Ce n’est pas forcément très subtil mais on est dans un manga, pas dans un traité de socio en même temps 🙂 Et puis la subtilité, je ne crois pas que ce soit la qualité première de Kiryû 😉
C’est pas faux 🙂
Mais moi, j’aime la subtilité dans les mangas. Il faut dire que je suis en pleine relecture des titres de Fumi Yoshinaga, et c’est une maîtresse dans l’art de dire les choses sans insister (trop) lourdement 🙂
Je n’en doute pas… mais c’est plus “simple” d’être subtil sur certains sujets que sur d’autres.
Snif snif… T_T Je pensais sincèrement que le titre allait t’enthousiasmer plus que ça.
Juste pour rebondir sur quelques petites choses :
– À propos du titre : en japonais, le titre traduit littéralement donne “Maître Kiryu ne comprend rien à l’amour”. Mais bon… En soi, le projet était très risqué, et je voulais absolument éviter un titre qui fasse bête “shôjo manga”, et je voulais un titre frontalement évocateur. Fallait-il utiliser le mot “Aromantic” ou pas. Je ne veux pas spoiler, donc, c’est compliqué. Mais les questions d’aromantisme, d’asexualité, les différentes formes du sentiment “amoureux” (au sens très large du mot), le désir sexuel, l’affection… Toutes ces choses vont être abordées dans le manga. Après, il y a bien un triangle relationnel dans le manga, un trio de personnages dont on observe les interactions, et avec des personnages qui éprouvent de l’amour. En ce sens, il me semble que le titre qu’on a choisit évoque bien ça : “Aromantic” en gros, pour l’héroïne. “(Love)” en plus petit, et entre parenthèses, pour les deux personnages masculins”. Et “Story”. Notre titre n’est pas uniquement centré sur Kiryu, en fait. Ce que je peux dire, en tout cas, c’est qu’au Japon, les voix des non-satisfait.e.s de la conclusion du manga sont celles des lecteur.ice.s de romances très conventionnelles aux conclusions très banales.

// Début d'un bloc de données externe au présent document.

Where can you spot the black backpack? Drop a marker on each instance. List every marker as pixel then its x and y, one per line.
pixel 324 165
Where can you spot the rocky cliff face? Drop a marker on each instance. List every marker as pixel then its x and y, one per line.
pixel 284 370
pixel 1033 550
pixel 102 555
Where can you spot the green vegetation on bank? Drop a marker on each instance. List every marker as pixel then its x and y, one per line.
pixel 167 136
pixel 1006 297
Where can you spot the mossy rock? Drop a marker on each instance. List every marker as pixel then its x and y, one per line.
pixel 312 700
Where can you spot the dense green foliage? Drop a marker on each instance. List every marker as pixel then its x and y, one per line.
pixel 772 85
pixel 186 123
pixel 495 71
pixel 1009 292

– A propos de la fameuse page 98, et notamment des termes “travestissement” et “transgenre” : aaaaaah, qu’est-ce que je m’en veux… Concrètement, si on regarde la page en français, on voit qu’il manque un espace entre deux mots (qui sont du coup collés). Bah, j’avais commencé à faire une correction. Et puis comme sur le moment, je ne trouvais pas comment formuler le passage correctement, j’ai continué pour y revenir plus tard. Et comme on était très en retard, et qu’on croule sous le travail, j’ai zappé (mais genre, trou noir dans le cerveau) T_T Et après, quand j’ai réalisé, c’était trop tard. Mais en fait, ce n’est pas comme ça en japonais. Après correction, ça donne : “Haru est un personnage transgenre”, “il ne s’agit pas d’un travestissement à ses yeux”. Et quand même, ça n’a plus du tout le même sens. Je suis tellement frustré d’avoir laissé passer ça…… T__T (cela étant dit, il faudra aussi corriger 4 pages avant)

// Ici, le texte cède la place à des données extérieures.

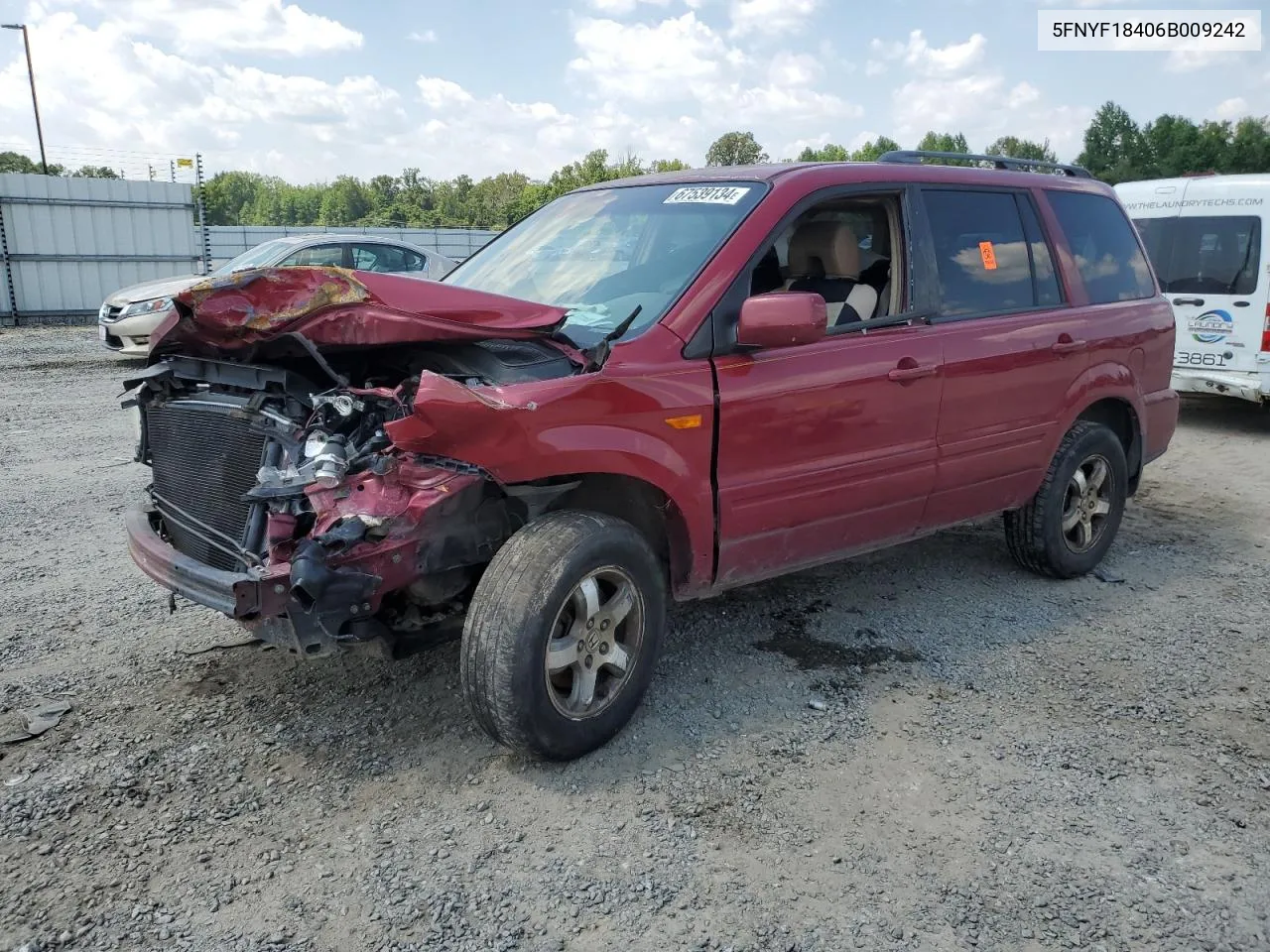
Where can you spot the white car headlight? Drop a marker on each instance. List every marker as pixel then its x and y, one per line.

– Pour le côté “la chance d’être né hétérosexuel” : en fait, il y a une nuance difficile à retranscrire sans faire trois kilomètres de phrases. Ici, le terme “chance” n’évoque pas “l’envie d’être”. Mais plutôt “la bonne étoile”. Dans le sens, “le genre de propos qu’on peut se permettre de dire quand on est hétéro” / “parce que c’est plus facile d’être hétéro”. Dans le sens “c’est parce qu’il connaît la facilité d’être hétéro et l’orgueil qui va avec qu’il peut se permettre de dire ça”. Je sais pas si je suis très clair…

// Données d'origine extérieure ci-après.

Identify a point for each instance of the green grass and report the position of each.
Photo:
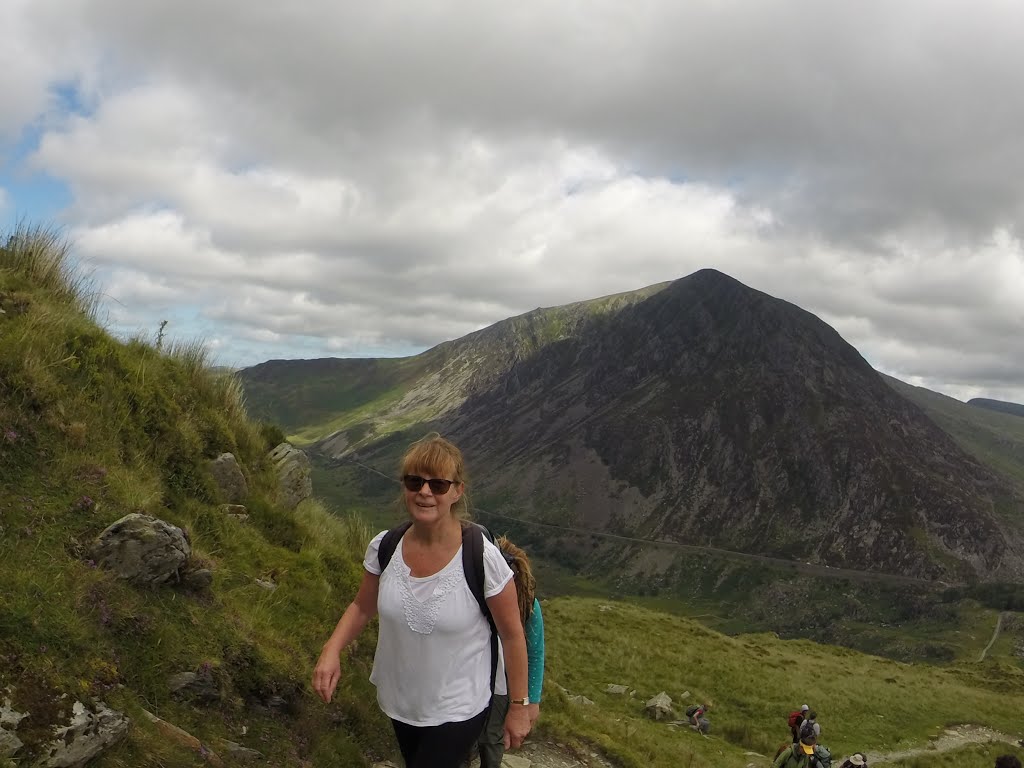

– Et pour les couvertures… Ah ah ah ! Ca a aussi été un sac de noeud !!! Je voulais absolument éviter les couvertures japonaises, qui font vraiment “comédie romantique lycéennes”. Mais il y a très peu de matos couleur disponible. En même temps, je me suis dit qu’en mettant des personnages seuls dès le tome 2, c’était clair sur le message : personnage seul = c’est pas une comédie romantique = pas de couple. C’est sûr qu’on aurait pu mettre Kiryu toute seule… Mais il y a un seul autre visuel couleur de Kiryu toute seule. Alors je le garde pour le tome 5. Spoiler : Assassin sera en couv du 3. Et pour le 4, c’est pas décidé : soit les deux amies de Kiryu, soit Shima (mmm… je pense que tu vas me dire plutôt les deux amies ?? J’avoue que mon coeur penche de ce côté, même si elles apparaissent moins dans l’histoire)
Merci pour ces infos 🙂
Je me doute que ce n’est pas évident notamment niveau trad, déjà parce qu’on n’a pas la même perception de ces sujets au Japon et en France, et ensuite parce que même en étant sensibilisé·e à ces questions, c’est super casse-gueule…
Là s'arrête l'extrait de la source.